明治時代中期に建てられたという唐門を潜ると、宗祖親鸞上人の遺骨を納める本堂と親鸞の絵像「御真影」が安置される廟堂へと石畳が続き、左には納骨堂の光寿堂があります。また、右には御茶所や鐘楼があり、鐘楼の向こうには墓所が広がります。
宗祖親鸞の七百五十回大遠忌(2011)の記念事業として平成十五年(2003)から六年間にわたる改修工事が行われ、本山等と共に、この本廟でも御廟の屋根や厨子が修復されました。
また、その境内には「三条小鍛治宗近の古跡」として、「宗近の井跡」を示す石碑があります。
三条小鍛治宗近宗近は、平安中期の刀匠で姓は橘といい、信濃守粟田藤四郎と号し、東山粟田口三条坊に住んでいたので三条小鍛治と称したとも伝えられます。
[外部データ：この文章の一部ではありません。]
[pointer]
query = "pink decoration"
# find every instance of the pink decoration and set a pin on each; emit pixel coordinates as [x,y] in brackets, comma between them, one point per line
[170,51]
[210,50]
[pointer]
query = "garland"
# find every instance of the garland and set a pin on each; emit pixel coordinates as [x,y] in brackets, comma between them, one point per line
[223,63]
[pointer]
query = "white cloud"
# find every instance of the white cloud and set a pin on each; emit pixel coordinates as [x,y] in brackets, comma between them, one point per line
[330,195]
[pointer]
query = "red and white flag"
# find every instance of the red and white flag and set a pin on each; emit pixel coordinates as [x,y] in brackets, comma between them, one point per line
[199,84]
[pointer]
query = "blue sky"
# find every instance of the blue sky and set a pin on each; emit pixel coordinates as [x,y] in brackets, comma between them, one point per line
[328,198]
名刀小狐丸をはじめ多くの刀剣を造ったとされますが、現存するものとしては三日月宗近などがあり、祇園祭の長刀鉾の鉾先の長刀は宗近が娘の疫病治癒を感謝して鍛造し、祇園社に奉納したものといわれるということです。
このあたり一帯は、かつて宗近の邸宅があったと考えられ、付近には粟田神社境内に鍛冶神社が、また、三条通挟んで合槌稲荷神社(ブログ参照)もあります。そして、江戸時代の「拾遺都名所図会」によると、この佛光寺本廟には、宗近が刀剣を鋳るときに用いた井水があったと記されています。(「都名所図会」では、知恩院の山門の傍と記します)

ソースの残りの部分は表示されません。